9 - Level: `debug | info | warn | error` (config: `log.level`).
10 - Standard fields on every line:
11 - `time`, `level`, `msg`
12 - `request_id` — when a request is in flight (set by the request_id middleware).
13 - `user_id` — when known (post-S05).
14 - `component` — set by the package emitting the line.
15 - `error`, `stack` — on error-level lines, where applicable.
16 - **Redaction.** `internal/infra/log` wraps the chosen handler so each record passes through a redactor before output:
17 - Attribute keys matching `password|pass|secret|key|token|authorization|dsn|otpauth` are redacted to `***`.
18 - Attribute string values containing `shithub_pat_`, `otpauth://`, `Bearer `, or `Basic ` are redacted to `***` regardless of the key.
19 - Tested in `internal/infra/log/log_test.go`.
20
21 ## Metrics
22
23 - Library: `github.com/prometheus/client_golang`.
24 - Endpoint: `GET /metrics` (Prometheus text exposition).
25 - Access control: HTTP Basic auth when `metrics.basic_auth_user`/`metrics.basic_auth_pass` are set; otherwise unauthenticated. S35 will tighten further (IP allow-list + per-deployment policy).
26 - Standard metrics:
27 - `shithub_http_requests_total{route,method,status}` (counter)
28 - `shithub_http_request_duration_seconds{route,method}` (histogram, exponential buckets)
29 - `shithub_http_in_flight` (gauge)
30 - `shithub_panics_total` (counter, incremented by the recover middleware)
31 - `shithub_db_pool_acquired`, `shithub_db_pool_idle`, `shithub_db_pool_total` (gauges)
32 - `shithub_db_pool_acquire_wait_seconds_total` (counter)
33 - Standard Go runtime + process metrics (registered automatically).
34 - **Cardinality discipline.** Route labels come from chi's `RoutePattern()` so we get `/owner/{repo}` instead of per-repo concrete paths. Never label by `user_id` or `repo_id`.

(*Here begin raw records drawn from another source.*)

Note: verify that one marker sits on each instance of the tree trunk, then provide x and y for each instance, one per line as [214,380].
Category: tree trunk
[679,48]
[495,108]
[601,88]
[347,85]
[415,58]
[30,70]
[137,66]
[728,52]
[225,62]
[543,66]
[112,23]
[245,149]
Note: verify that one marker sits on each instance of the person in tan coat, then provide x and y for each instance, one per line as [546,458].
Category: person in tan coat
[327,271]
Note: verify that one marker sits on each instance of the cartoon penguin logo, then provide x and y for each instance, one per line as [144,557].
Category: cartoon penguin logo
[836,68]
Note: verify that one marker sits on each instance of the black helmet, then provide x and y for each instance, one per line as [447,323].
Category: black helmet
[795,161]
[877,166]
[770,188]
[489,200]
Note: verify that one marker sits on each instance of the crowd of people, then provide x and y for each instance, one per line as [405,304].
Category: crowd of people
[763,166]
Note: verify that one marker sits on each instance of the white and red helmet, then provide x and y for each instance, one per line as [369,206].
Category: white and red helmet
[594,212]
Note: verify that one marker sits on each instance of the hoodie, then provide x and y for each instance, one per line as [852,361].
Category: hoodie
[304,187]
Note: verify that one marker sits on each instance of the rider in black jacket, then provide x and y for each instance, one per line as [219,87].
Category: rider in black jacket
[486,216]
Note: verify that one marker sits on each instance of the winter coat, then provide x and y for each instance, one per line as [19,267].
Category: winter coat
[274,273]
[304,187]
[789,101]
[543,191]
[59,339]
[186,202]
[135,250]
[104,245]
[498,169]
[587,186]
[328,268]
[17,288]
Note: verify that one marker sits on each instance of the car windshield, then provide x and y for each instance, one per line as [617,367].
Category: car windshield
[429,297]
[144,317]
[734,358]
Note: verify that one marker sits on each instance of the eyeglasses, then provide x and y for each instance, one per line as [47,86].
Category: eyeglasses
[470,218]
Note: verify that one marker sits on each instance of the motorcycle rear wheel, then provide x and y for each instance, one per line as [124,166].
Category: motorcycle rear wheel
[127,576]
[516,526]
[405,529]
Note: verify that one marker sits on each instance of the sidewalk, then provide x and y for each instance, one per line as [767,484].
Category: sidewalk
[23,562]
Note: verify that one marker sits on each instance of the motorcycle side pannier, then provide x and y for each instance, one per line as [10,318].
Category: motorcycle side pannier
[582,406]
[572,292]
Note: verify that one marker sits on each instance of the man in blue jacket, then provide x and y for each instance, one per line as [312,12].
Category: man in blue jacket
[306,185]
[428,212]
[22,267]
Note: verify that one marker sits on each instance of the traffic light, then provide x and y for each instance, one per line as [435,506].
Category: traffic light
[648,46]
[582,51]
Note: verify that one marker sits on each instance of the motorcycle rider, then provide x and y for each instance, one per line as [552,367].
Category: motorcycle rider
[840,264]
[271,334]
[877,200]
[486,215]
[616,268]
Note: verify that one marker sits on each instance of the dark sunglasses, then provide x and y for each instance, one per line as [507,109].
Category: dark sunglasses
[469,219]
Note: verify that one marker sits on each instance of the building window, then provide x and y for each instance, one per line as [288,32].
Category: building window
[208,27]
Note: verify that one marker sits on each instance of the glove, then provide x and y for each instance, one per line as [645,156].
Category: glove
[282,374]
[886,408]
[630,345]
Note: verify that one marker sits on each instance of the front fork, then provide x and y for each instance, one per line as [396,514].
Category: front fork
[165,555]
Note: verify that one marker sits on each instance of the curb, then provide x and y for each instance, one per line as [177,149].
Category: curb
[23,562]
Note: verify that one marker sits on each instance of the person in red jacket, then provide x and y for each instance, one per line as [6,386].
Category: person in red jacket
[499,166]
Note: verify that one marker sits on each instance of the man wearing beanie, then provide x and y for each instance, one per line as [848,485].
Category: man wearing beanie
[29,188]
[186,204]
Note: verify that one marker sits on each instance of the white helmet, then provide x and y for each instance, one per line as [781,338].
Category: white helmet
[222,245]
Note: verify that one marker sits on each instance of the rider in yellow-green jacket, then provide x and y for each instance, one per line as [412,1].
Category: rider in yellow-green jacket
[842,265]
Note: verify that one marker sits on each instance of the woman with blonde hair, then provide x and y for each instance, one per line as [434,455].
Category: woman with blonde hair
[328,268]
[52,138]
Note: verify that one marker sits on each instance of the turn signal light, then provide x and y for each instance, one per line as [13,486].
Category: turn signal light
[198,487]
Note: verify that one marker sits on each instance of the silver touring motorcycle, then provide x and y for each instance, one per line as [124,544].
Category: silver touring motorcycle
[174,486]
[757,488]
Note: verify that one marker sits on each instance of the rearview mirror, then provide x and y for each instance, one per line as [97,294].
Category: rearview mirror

35 - Per-domain metrics (added in later sprints) MUST register against `metrics.Registry` so a single `/metrics` scrape sees everything.
36
37 ## Tracing
38
39 - Library: OpenTelemetry SDK with the OTLP-HTTP exporter.

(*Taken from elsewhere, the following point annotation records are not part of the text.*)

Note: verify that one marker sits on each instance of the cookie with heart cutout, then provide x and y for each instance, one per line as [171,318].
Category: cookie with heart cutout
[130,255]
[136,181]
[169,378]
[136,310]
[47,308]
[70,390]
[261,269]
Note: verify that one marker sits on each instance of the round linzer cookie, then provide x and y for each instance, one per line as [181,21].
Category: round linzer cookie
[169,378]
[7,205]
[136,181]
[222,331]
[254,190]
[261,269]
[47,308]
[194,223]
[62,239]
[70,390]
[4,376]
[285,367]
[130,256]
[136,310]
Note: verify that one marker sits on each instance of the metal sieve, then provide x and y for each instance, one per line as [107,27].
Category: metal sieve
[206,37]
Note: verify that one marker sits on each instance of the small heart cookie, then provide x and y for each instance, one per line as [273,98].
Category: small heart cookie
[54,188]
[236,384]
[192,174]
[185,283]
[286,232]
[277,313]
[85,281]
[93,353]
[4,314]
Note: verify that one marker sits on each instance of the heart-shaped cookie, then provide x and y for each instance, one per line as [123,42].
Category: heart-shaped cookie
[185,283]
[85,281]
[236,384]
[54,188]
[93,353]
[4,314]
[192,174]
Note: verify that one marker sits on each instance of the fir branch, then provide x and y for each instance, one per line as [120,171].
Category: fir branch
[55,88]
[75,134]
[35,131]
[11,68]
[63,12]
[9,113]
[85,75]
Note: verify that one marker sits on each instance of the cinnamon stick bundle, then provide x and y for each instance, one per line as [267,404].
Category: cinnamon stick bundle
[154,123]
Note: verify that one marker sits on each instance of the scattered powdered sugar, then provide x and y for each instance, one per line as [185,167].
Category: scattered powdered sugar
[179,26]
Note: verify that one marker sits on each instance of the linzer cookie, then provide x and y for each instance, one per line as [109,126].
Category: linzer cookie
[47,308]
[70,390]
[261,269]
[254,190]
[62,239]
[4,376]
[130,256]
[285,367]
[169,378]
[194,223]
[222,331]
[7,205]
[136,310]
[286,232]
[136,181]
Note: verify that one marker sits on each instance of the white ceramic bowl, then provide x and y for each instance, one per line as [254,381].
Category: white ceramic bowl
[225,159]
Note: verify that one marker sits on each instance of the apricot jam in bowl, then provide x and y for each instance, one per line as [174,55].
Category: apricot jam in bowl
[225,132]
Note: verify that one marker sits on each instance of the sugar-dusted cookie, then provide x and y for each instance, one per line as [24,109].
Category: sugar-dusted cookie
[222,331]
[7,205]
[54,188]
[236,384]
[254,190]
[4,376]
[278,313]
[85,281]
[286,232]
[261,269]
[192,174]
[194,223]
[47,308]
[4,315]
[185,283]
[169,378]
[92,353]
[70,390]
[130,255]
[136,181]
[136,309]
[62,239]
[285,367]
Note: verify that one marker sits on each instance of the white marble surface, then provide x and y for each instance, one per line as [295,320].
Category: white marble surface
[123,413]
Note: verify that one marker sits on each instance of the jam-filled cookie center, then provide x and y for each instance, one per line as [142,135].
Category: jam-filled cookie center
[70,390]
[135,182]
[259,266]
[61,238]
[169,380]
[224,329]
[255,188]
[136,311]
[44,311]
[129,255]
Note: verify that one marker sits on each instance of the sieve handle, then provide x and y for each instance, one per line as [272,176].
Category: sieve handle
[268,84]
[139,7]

40 - Disabled by default. To enable:
41 ```toml
42 [tracing]
43 enabled = true
44 endpoint = "http://otel-collector.bare-metal:4318"
45 sample_rate = 0.05
46 service_name = "shithubd"
47 ```
48 - The HTTP middleware (`tracing.Middleware`) emits one span per request when enabled.
49 - pgx tracer hook lands when domain queries arrive (post-S05); the bare DB Open does not yet attach it.

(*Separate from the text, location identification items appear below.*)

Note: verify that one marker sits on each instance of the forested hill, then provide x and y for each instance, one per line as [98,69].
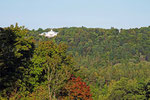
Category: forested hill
[105,64]
[114,63]
[97,47]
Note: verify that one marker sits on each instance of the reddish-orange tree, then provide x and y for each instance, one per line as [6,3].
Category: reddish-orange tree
[77,89]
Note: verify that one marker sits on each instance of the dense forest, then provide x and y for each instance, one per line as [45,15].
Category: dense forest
[78,64]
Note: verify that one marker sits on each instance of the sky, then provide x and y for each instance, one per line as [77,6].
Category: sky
[34,14]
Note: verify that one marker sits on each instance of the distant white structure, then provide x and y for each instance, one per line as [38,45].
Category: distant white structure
[49,34]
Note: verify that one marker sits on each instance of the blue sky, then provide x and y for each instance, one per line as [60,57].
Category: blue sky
[36,14]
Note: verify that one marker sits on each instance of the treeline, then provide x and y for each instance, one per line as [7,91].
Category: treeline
[36,70]
[114,63]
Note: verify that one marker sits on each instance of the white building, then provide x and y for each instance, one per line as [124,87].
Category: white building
[49,34]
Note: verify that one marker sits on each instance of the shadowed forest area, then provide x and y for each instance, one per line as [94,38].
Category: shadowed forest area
[78,64]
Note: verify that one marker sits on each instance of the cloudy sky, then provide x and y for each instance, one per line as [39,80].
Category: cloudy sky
[36,14]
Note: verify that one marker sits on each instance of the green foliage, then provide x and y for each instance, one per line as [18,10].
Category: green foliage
[51,66]
[16,49]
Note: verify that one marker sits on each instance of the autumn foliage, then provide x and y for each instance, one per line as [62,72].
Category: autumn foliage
[77,89]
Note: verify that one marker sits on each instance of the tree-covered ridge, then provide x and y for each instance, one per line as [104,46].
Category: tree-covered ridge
[108,64]
[101,47]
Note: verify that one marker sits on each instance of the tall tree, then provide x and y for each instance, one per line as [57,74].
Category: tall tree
[16,49]
[51,66]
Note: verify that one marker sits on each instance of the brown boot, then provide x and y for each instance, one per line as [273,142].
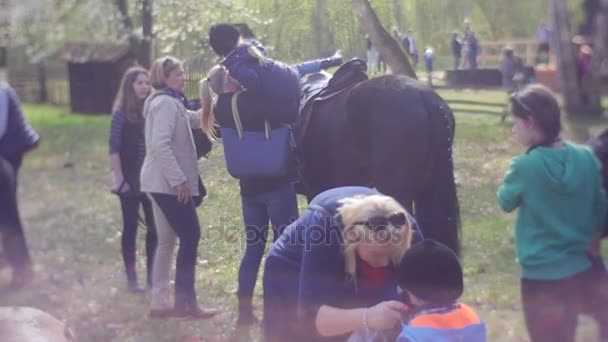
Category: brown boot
[196,312]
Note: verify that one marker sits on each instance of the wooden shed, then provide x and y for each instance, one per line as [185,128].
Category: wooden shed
[94,72]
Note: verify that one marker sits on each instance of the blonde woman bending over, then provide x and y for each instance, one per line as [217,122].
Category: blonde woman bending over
[333,271]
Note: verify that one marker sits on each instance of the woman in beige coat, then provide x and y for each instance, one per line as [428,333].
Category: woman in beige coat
[170,176]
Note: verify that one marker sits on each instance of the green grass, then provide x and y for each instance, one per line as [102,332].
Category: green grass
[73,226]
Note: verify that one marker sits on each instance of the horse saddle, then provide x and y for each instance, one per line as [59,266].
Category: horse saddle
[320,87]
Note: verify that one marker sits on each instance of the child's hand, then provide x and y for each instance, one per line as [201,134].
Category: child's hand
[384,315]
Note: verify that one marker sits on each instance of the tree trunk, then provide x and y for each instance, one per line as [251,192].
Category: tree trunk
[600,55]
[324,40]
[566,60]
[594,92]
[43,95]
[5,17]
[145,46]
[141,47]
[389,48]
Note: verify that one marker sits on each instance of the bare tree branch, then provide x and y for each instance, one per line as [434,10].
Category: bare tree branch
[389,48]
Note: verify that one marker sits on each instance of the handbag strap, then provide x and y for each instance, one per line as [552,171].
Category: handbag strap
[237,119]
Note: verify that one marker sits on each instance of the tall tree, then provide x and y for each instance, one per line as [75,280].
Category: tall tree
[574,96]
[5,12]
[323,36]
[601,45]
[140,44]
[388,47]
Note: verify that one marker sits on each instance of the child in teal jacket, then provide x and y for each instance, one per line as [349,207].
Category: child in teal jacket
[558,189]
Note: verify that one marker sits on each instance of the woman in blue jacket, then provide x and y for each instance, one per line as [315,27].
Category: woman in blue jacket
[332,271]
[264,200]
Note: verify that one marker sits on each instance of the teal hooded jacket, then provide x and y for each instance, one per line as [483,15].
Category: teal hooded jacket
[562,208]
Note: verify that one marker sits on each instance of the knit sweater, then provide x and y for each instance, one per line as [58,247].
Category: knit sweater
[561,205]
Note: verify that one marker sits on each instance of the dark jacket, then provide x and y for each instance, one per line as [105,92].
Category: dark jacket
[127,139]
[252,114]
[279,83]
[19,136]
[309,256]
[456,47]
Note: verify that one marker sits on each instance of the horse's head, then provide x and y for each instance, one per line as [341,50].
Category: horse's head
[312,84]
[599,145]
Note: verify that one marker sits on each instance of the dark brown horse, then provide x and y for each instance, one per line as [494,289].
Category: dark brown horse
[392,133]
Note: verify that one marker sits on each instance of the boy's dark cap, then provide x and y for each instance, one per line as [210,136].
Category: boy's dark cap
[431,271]
[223,38]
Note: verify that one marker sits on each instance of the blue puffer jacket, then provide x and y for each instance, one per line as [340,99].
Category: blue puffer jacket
[19,136]
[276,81]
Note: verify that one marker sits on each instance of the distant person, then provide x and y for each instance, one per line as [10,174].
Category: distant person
[557,187]
[543,39]
[465,43]
[428,64]
[17,137]
[583,61]
[473,50]
[508,69]
[410,46]
[373,56]
[456,50]
[127,152]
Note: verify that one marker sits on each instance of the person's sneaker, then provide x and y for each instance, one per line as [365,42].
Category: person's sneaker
[21,278]
[247,320]
[196,312]
[334,60]
[161,313]
[134,287]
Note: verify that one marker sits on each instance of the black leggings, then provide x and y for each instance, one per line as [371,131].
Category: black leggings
[13,239]
[130,217]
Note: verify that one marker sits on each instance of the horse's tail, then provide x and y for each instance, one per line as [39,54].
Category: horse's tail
[436,206]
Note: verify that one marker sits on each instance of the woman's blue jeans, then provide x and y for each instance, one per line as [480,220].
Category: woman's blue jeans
[280,207]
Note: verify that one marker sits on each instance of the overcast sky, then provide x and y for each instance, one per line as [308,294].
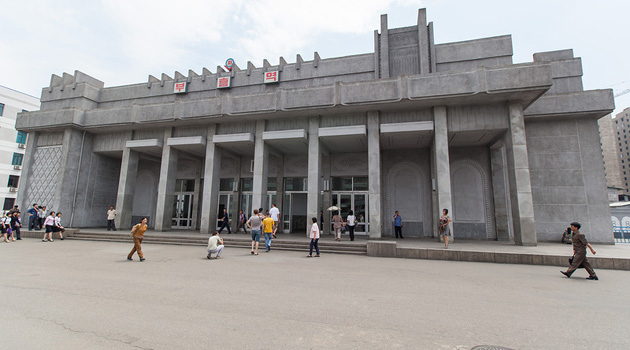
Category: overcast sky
[123,41]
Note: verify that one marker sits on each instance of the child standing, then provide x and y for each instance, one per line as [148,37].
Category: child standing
[314,239]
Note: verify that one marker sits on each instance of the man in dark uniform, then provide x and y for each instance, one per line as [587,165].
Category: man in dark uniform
[226,222]
[579,253]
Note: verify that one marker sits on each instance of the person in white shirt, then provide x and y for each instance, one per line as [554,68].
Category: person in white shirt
[275,215]
[6,228]
[58,227]
[50,224]
[351,221]
[111,216]
[215,245]
[314,239]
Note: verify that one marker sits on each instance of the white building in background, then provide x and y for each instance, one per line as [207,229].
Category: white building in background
[12,142]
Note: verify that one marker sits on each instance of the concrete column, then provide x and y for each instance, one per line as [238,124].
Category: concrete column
[261,160]
[126,188]
[327,198]
[423,42]
[384,53]
[166,185]
[374,175]
[67,175]
[314,170]
[195,203]
[210,183]
[280,189]
[442,164]
[502,211]
[519,179]
[236,195]
[27,173]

50 - Sample rate is parent-based with `TraceIDRatioBased(sample_rate)` — incoming traces with parent context honor the parent decision.
51
52 ## Error reporting
53
54 - Library: `github.com/getsentry/sentry-go`. The wire format is Sentry-protocol-compatible, so a self-hosted GlitchTip works as a drop-in receiver (the lean per S03's sprint spec).
55 - DSN comes from `error_reporting.dsn`. When empty, the package is a no-op.
56 - Two integration points:
57 1. **Recover middleware** calls `errrep.CapturePanic(recovered, requestID)` for every recovered panic. The request_id is attached as a tag for forensic correlation with logs.
58 2. **`errrep.SlogHandler`** wraps the slog handler so any record at error level is also reported as a Sentry event. Tags: `request_id`, `user_id`, `component`, `route`. Other attrs land under the `shithub` context.
59 - Flush: `errrep.Init` returns a `flush(ctx)` callback the server invokes on shutdown (drains queued events).
60
61 ## Request ID flow
62
63 The `request_id` is the correlation key tying logs, metrics, traces, and error reports together:
64
65 1. `middleware.RequestID` accepts an inbound `X-Request-Id` if it matches a strict whitelist; otherwise generates a 16-byte hex value.
66 2. The id is stored in the request context and echoed in the response `X-Request-Id` header.
67 3. `middleware.AccessLog` includes it as `request_id` on the per-request log line.
68 4. `middleware.Recover` includes it on panic logs and on the Sentry/GlitchTip event.
69 5. The styled error pages (`errors/{404,403,429,500}.html`) display it for end-user support reference.
70
71 ## Operational notes
72
73 - `pg_stat_statements` is loaded by the dev compose Postgres (S01) and required in prod (S37).
74 - GlitchTip and the OTLP collector run on bare metal in our prod topology (S37); the droplet's `/metrics` is scraped by Prometheus over WireGuard.
75 - Configuration documented in `docs/internal/config.md`.